The Financial Conduct Authority (FCA) has fined Nationwide Building Society £44m after finding widespread failings in its anti-financial crime framework over nearly five years.
The regulator said the shortcomings, which spanned from October 2016 to July 2021, left the Nationwide unable to identify or manage money laundering risks across its personal current account customer base.
The failings covered outdated due diligence records, weak risk assessments and insufficient transaction monitoring.
The Nationwide also knew that some personal current account customers were using their accounts for business purposes, despite this breaching its terms. As the Society did not offer business current accounts at the time, it lacked appropriate systems to assess the higher risks linked to business activity.
The FCA said this further undermined the Nationwide’s ability to build an accurate picture of customer behaviour and spot warning signs.
One particularly serious case involved a customer who received fraudulent Covid furlough payments. Over a 13 month period, the individual received 24 payments totalling £27.3m, with £26.01m deposited within eight days. HMRC later recovered £26.5m, but approximately £800,000 remains outstanding.
Therese Chambers, the FCA’s joint executive director of enforcement and market oversight, said: “Nationwide failed to get a proper grip of the financial crime risks lurking within its customer base.

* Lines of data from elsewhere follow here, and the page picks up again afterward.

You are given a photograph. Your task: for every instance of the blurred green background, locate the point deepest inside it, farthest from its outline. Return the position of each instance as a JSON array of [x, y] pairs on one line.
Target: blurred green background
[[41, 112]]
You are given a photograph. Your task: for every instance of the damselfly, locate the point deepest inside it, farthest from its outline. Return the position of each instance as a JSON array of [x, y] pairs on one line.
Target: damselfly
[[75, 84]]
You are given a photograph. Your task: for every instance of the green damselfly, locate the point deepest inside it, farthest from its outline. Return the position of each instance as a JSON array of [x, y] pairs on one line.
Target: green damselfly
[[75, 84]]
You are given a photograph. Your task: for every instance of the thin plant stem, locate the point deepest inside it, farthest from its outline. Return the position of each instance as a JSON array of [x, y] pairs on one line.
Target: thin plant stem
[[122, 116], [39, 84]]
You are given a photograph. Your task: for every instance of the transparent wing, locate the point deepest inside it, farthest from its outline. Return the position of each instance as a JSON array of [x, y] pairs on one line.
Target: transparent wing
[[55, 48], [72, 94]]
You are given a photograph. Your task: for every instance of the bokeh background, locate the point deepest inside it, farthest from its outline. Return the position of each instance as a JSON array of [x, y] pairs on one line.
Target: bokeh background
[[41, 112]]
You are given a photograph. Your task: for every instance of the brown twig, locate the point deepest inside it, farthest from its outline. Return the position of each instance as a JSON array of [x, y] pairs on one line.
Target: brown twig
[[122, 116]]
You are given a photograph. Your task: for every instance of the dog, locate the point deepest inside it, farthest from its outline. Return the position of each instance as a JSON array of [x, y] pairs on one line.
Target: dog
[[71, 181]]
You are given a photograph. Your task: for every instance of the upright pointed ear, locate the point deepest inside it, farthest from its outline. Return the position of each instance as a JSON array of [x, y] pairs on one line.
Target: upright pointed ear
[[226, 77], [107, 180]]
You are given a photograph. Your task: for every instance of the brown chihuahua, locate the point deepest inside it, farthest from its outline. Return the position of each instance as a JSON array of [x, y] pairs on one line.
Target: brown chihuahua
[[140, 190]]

It took too long to address its flawed systems and weak controls, meaning red flags were missed with serious consequences.
“Building societies and banks have a key role in the fight against financial crime. Firms must remain vigilant in this fight.
According to the regulator, the Nationwide was aware of weaknesses in its systems and had begun work to improve processes, but did not resolve the issues quickly enough. The Society launched a large-scale financial crime transformation programme in July 2021, shortly before the end of the period under review.
IMPLICATIONS FOR THE WIDER MARKET
The action serves as a reminder to lenders and financial institutions of the regulatory expectation for continuous monitoring, robust customer profiling and effective controls.
With property transactions and client money flows often intersecting with the banking sector’s systems, the FCA’s stance underlines the importance of reliable safeguards across all parts of the financial ecosystem on which the property market depends.